Risotto is a family favorite, but I hate how long it takes to make: standing over the stove stirring the broth into the rice until it’s soaked up, then adding more broth, on and on for 30 minutes to an hour. Sure, the dish always turns out and everyone’s always clamoring for seconds, but the time it takes can wear me out.

You can imagine how happy I was to discover a risotto recipe where the rice was baked in the oven instead of cooked on the stove. Where did I find this saving grace? Better Homes and Gardens of course, and I’m so happy I did.

Instead of standing over the stove for an hour, I simply cooked the meat and brought the broth to a boil, then poured everything into a baking dish and cooked it in the oven for an hour.

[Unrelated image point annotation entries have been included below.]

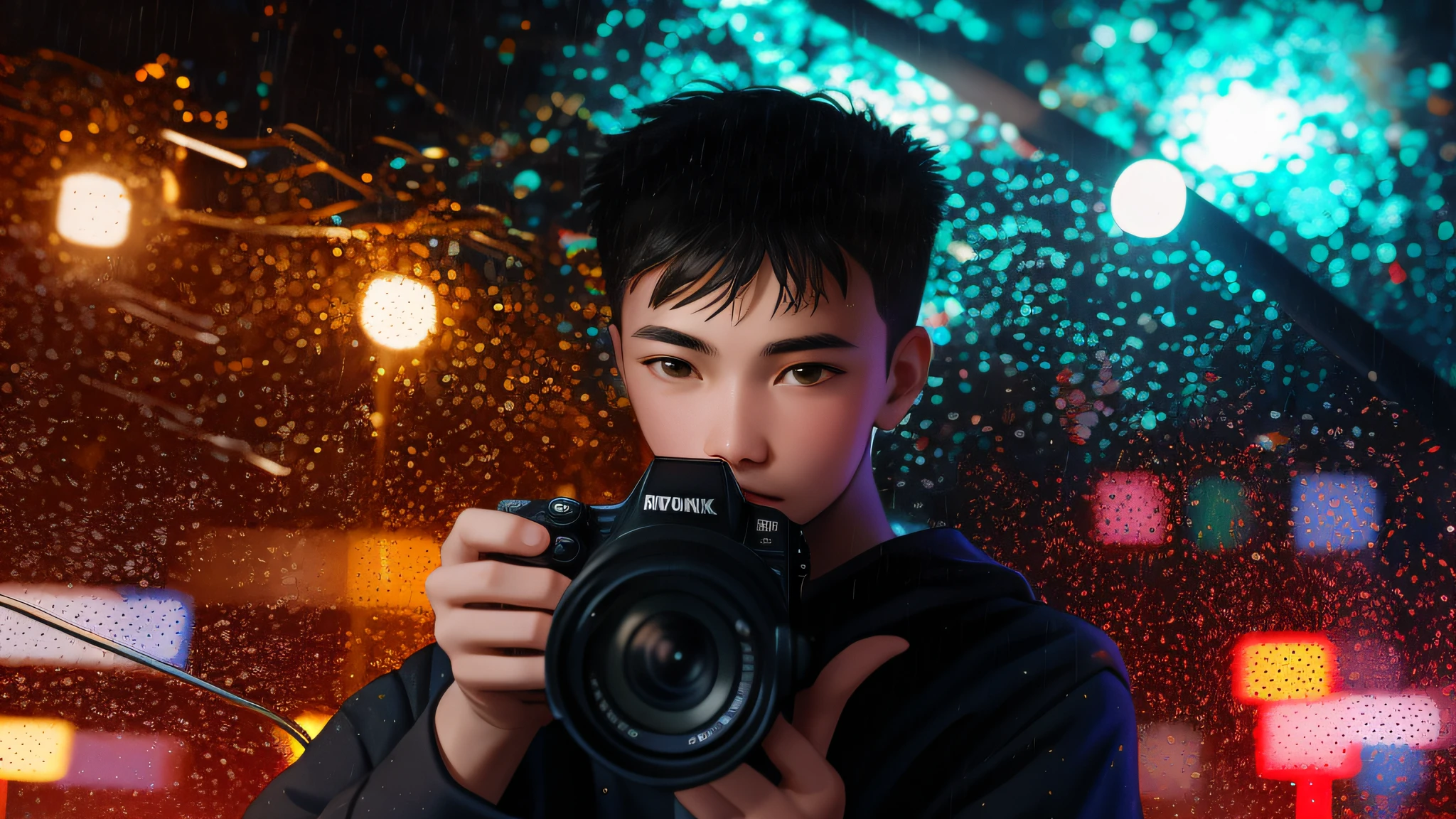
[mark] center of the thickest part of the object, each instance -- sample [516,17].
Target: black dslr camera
[676,645]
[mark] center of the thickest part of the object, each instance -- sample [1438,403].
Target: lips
[757,499]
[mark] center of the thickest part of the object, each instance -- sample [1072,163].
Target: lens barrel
[670,655]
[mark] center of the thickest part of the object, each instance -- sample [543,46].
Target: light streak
[207,149]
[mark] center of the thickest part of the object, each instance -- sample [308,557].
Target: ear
[909,368]
[616,355]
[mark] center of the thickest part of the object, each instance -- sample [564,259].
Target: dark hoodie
[1002,707]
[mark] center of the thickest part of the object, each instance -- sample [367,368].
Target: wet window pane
[284,289]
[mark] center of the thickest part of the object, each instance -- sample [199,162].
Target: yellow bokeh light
[312,723]
[94,210]
[1271,666]
[36,749]
[398,312]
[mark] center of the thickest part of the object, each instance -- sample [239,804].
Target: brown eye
[807,375]
[672,368]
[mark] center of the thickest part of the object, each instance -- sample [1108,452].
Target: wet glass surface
[283,289]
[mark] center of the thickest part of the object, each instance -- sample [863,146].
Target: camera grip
[565,519]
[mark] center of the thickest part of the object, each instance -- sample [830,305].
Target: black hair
[712,180]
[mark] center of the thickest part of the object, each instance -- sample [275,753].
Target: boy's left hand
[811,787]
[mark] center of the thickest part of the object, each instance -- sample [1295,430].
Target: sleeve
[373,758]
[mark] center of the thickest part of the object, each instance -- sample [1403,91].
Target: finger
[476,631]
[707,803]
[491,672]
[496,582]
[817,709]
[810,781]
[488,531]
[751,793]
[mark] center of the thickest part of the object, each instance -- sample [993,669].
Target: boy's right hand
[491,617]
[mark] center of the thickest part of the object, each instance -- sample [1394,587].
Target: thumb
[817,709]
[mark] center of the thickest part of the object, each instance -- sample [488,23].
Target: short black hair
[712,180]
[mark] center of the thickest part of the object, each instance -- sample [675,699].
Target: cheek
[672,417]
[823,436]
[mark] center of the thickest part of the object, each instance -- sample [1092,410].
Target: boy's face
[788,400]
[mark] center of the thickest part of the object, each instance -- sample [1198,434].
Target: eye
[808,375]
[670,368]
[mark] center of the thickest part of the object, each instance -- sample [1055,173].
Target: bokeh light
[398,312]
[94,210]
[1149,198]
[36,749]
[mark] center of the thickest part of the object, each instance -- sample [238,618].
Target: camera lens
[670,655]
[672,660]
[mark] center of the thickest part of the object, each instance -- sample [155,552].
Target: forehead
[759,309]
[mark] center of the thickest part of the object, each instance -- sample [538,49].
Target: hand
[491,620]
[811,787]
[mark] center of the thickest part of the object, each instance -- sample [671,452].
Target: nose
[736,426]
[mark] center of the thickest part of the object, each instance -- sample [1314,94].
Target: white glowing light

That gave me an extra hour to get the table set and play with my son. Anytime I find a recipe that allows me extra play time, that’s a recipe that will be used often.

Baked Risotto with Sausage and Artichokes


  • 1 pound bulk sausage (Jimmy Dean is good)
  • 1 cup chopped fennel
  • 1 cup chopped onion
  • 2 cloves garlic, minced
  • 3/4 cup arborio rice
  • 1, 14-ounce can artichoke hearts, drained
  • 1 cup shredded carrot
  • 1 teaspoon thyme
  • 1/2 teaspoon ground black pepper
  • 2 cups chicken broth
  • 1/3 cup white wine
  • 1/2 cup panko bread crumbs
  • 1/4 cup shredded Parmesan cheese
  • 1 tablespoon butter, melted


  1. Preheat oven to 350 degrees F.
  2. In a large skillet, combine sausage, fennel, onion, and garlic; cook over medium-high heat until meat is brown and vegetables are tender; drain fat; add uncooked rice to meat mixture in skillet and cook for another minute.
  3. Add artichoke hearts, carrots, thyme, and pepper; stir in broth and wine; bring just to boiling; transfer to an ungreased 3-quart casserole dish; bake covered about 1 hour, or until rice is tender, stirring once.
  4. Meanwhile, in a small bowl combine panko, Parmesan cheese, and butter; remove cover and top casserole with crumb mixture; bake uncovered, for 10 more minutes; let stand 5 minutes before serving. Spoon into individual bowls and garnish with Parmesan cheese.